If there was ever any dispute about the case for devolved government, then the Scottish Executive’s brilliant new access laws should certainly persuade any countryside user of its value.
Ground-breaking legislation gives the right of access over all land and inland water to walkers, horse riders and cyclists for recreation or education – providing they act in a responsible fashion. Unlike English legislation, the access is not confined to mountain and moorland (or just to walkers), as the margins of all fields are regarded as being access routes – irrespective of whether crops are being grown or not.
The Scottish Outdoor Access Code – which can be found as a PDF file at www.outdooraccess-scotland.com – sets out the responsibilities of Local Authorities, landowners and users. It includes a cycle-specific section in Section 5 which reinforces elements of the IMBA Rules of the Trail.

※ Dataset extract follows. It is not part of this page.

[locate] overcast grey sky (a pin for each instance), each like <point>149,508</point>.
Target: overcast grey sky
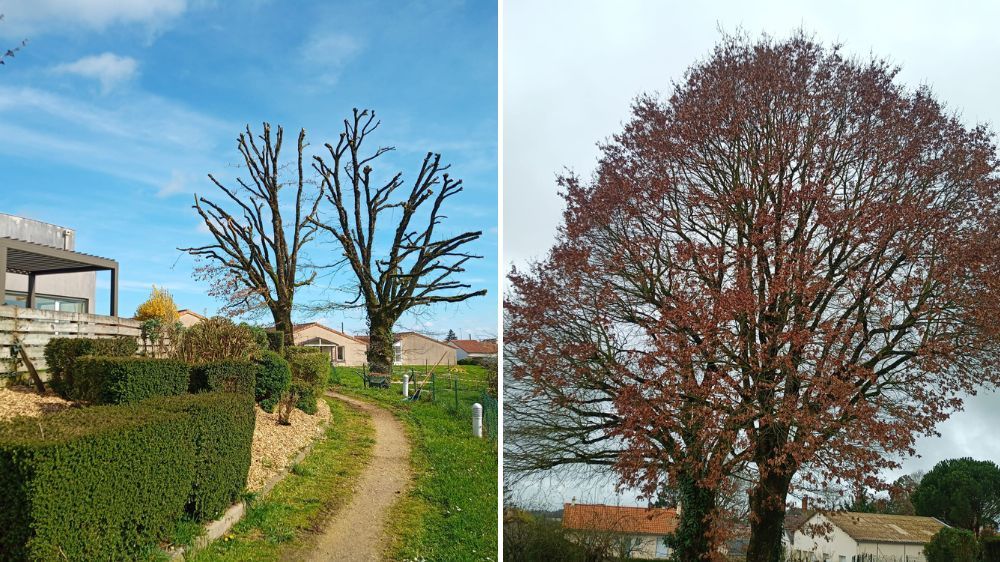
<point>571,69</point>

However, there are exclusions, and these will include the area around any buildings or structures, sports fields and sites for which an entry fee is normally charged.
Local Authorities have been given a number of responsibilities, which include:
- A new duty to assert, protect and keep open any route over which these new rights might be reasonably be used.

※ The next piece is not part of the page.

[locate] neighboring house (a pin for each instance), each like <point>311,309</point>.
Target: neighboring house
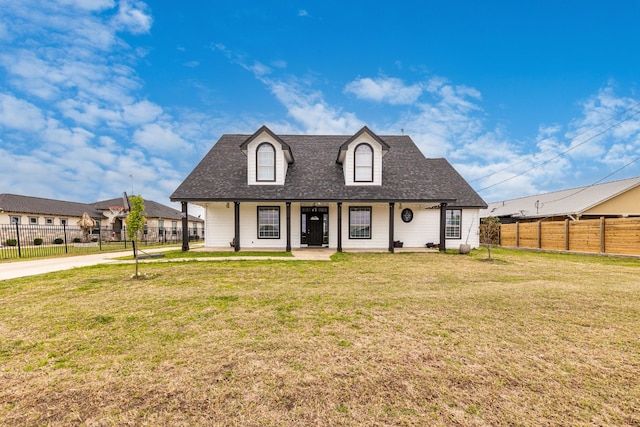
<point>616,199</point>
<point>109,214</point>
<point>360,191</point>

- A duty to draw up a “core path” plan within three years, which will reflect the desirability of the route and likely level of use, while taking into account the interests of the landowner.
- A duty to establish a local access forum to advise on rights of way and the core path plans.

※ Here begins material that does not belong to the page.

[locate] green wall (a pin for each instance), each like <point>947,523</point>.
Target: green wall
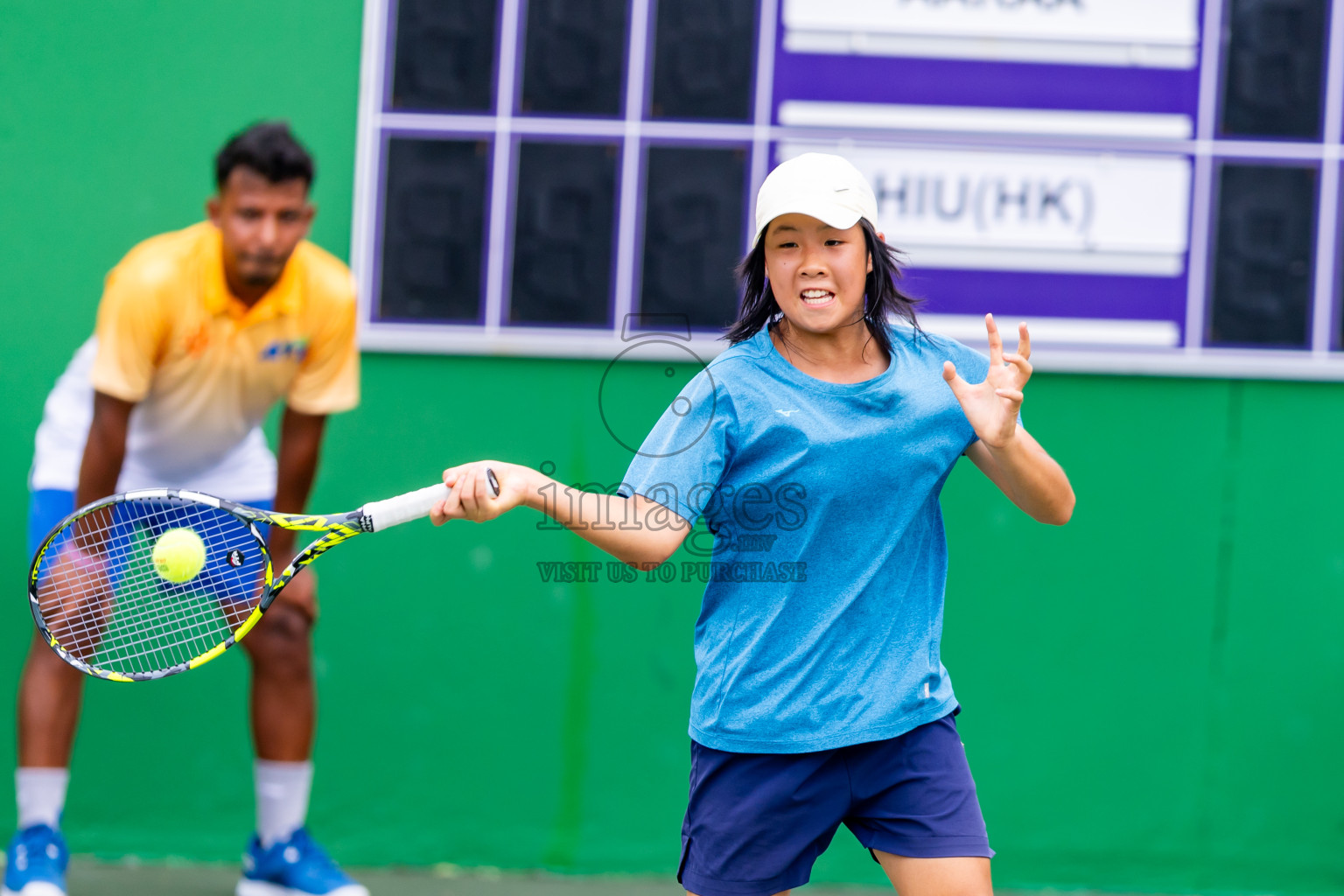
<point>1151,693</point>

- An option to maintain and promote this network, keep it free of obstructions and provide waymarking – but unfortunately this is not a duty, so not all Local Authorities may do this.
- A provision to reinstate any ploughed path and recover the cost from any landowner who has failed to reinstate within 14 days.
- A provision to appoint rangers to advise landowners and assist the public to use the paths.
Not surprisingly, this – along with the excellent Forestry Commission trails – has resulted in Scotland in being awarded an international A rating on the IMBA 2004 and 2005 Report Cards.
It is important that mountain bikers engage with Scottish Local Authorities to ensure that our interests are highlighted when the core paths networks are developed, and we strongly recommend that you contact and liaise with your Local Authority Access Officer.